Second, many retailers are now de facto data vendors. Take, for example, Walmart’s Luminate venture or British grocer Tesco’s dunnhumby, both data analytics platforms that preferred vendors can use to understand how shoppers shop. Vendors can see their performance against category performance and learn whether they’re gaining or losing share compared with their competitors. CPG companies should be getting ahead in finding ways to take advantage of access to this kind of granular data on SKU sales across all sales channels to build more robust models and have more strategic discussions with retail partners.

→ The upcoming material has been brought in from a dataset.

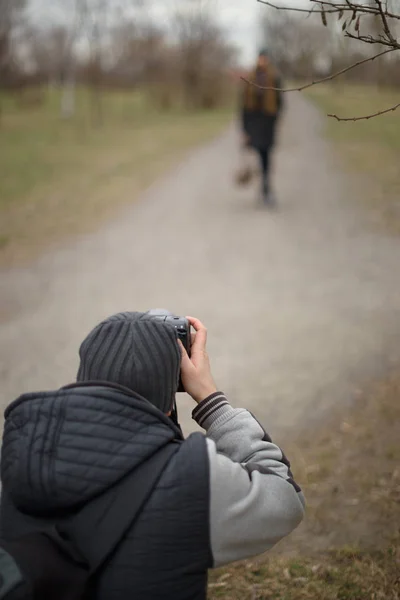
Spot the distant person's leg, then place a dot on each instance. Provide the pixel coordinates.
(265, 160)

Companies that do a better of job of engaging retailers in a way that tailors to retailers’ positions, leverages their specific data, and makes clear the value that proposals bring to retailers and shoppers may well propel greater price and volume growth.
The current landscape is likely to be among the more challenging in recent memory for consumer goods companies looking to increase net sales. The era of “easy pricing”—raising prices in a blunt way on the back of inflation spikes—is likely over, and unit consumption growth is a pressing concern. RGM practitioners can help their companies navigate and outperform with a clear-eyed and tailored approach that sets realistic aspirations in the context of the macroeconomic conditions. They can beat the odds with smarter use of AI and gen AI to better align stakeholders and engage retailers. Companies that excel could see as much as a 1.2 to 1.5 times net-price realization above baseline inflation while boosting consumption at category-level rates. That’s a worthy goal—and more than enough of a reason to get this right.